Foto: Textielfabriek in Maleisië – Free Malaysia Today
Is de brand van tweedehandskleding op de textielmarkt in Ghana op 30 januari de wake-upcall die de kledingindustrie nodig heeft? Terwijl de vlammen de impact van ongecontroleerd textielafval tonen, blijft de Europese kledingindustrie een van de grootste vervuilers. Na voedsel, huisvestiging en mobiliteit heeft Europese consumptie van textiel de meeste impact op het milieu en klimaatverandering. Daarnaast behoort de kledingindustrie tot de top drie sectoren die het meeste druk uitoefenen op water- en landgebruik en staat de sector in de top vijf voor grondstoffengebruik en broeikasgasemissies.
De schadelijke gevolgen van kledingproductie blijven in Europa vaak onzichtbaar, maar zijn elders in de wereld dagelijks voelbaar. Katoenteelt put enorme hoeveelheden water en landbouwgrond in het mondiale zuiden uit. De productiefabrieken gebruiken giftige chemicaliën die water en rivieren vervuilen en daarmee microplastics verspreiden. En ook onze afgedankte kleding komt voornamelijk terecht op afvalbergen in het mondiale zuiden.
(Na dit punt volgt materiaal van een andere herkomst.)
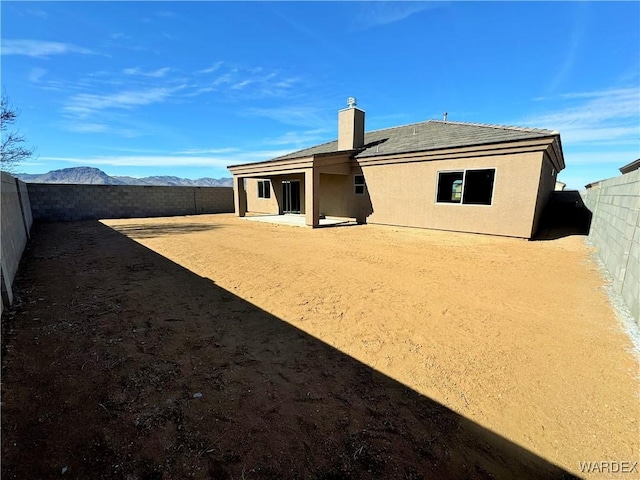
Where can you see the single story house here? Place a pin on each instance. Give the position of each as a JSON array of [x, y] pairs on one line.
[[442, 175]]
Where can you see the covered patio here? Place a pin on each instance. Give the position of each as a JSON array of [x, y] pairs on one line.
[[298, 220], [277, 200]]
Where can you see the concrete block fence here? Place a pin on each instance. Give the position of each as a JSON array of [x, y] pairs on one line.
[[22, 203], [84, 202], [16, 220], [615, 232]]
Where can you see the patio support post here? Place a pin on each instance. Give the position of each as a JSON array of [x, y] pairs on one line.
[[239, 196], [312, 197]]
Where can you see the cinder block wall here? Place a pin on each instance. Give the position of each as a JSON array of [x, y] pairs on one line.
[[615, 232], [69, 202], [16, 220]]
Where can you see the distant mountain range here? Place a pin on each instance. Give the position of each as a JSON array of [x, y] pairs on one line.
[[95, 176]]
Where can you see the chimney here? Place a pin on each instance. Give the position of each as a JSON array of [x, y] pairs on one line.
[[350, 126]]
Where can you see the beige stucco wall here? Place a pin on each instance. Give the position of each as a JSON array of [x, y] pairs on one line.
[[274, 204], [547, 184], [405, 194]]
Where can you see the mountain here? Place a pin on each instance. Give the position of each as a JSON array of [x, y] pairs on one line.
[[95, 176]]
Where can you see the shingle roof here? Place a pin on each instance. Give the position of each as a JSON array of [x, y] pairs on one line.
[[429, 135]]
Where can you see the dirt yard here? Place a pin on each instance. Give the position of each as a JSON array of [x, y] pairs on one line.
[[216, 347]]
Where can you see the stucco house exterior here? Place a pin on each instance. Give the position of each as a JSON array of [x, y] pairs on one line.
[[436, 174]]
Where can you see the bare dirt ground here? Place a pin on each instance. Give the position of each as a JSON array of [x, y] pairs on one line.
[[216, 347]]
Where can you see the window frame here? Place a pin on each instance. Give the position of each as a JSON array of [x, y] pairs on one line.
[[464, 182], [357, 184], [264, 189]]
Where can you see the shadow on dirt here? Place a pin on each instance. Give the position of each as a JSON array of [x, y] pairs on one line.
[[120, 363], [565, 215], [141, 230]]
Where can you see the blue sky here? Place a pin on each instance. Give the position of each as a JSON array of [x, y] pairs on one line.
[[187, 88]]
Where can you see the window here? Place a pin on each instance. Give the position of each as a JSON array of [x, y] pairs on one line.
[[469, 187], [358, 184], [264, 189]]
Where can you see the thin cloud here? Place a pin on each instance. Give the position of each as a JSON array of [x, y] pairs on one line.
[[86, 103], [297, 139], [36, 74], [198, 151], [171, 160], [213, 68], [615, 158], [297, 115], [161, 72], [38, 48], [37, 13], [591, 117], [374, 14]]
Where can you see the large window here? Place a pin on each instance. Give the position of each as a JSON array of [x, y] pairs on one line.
[[469, 187], [264, 189]]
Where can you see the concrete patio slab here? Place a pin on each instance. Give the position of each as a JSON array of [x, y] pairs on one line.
[[298, 220]]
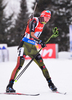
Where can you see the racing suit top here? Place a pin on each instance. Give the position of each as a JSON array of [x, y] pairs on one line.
[[33, 26]]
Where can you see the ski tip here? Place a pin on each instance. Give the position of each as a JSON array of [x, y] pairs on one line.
[[15, 80]]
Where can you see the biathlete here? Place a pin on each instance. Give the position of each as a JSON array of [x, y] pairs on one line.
[[27, 47]]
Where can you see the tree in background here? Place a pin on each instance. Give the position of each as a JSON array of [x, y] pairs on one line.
[[20, 24], [61, 18], [4, 24]]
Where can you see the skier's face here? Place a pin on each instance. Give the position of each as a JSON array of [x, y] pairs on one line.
[[46, 19]]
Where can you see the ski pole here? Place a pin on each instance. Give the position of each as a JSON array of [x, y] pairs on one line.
[[54, 35]]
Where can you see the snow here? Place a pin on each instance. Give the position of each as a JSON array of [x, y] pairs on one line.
[[32, 81]]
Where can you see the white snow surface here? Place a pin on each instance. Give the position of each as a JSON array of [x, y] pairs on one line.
[[32, 81]]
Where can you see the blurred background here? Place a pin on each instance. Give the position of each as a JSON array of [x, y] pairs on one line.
[[14, 15]]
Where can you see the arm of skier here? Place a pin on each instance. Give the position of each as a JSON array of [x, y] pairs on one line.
[[32, 29]]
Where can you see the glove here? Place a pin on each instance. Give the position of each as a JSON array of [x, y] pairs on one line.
[[42, 43]]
Onder de vorige Europese Commissie werden initiatieven gestart voor een duurzame en eerlijke transitie in de textielindustrie, zoals de Green Deal, de strategie Duurzaam en Circulair Textiel en de Corporate Sustainability Due Diligence Directive (CSDDD). Maar een jaar na de invoering van CSDDD groeit de druk om duurzaamheidseisen af te zwakken. De vragen rijzen. Zal de EU groene beloftes inwisselen voor economische en geopolitieke belangen? Wat betekent dit voor miljoenen textielarbeiders in het mondiale zuiden?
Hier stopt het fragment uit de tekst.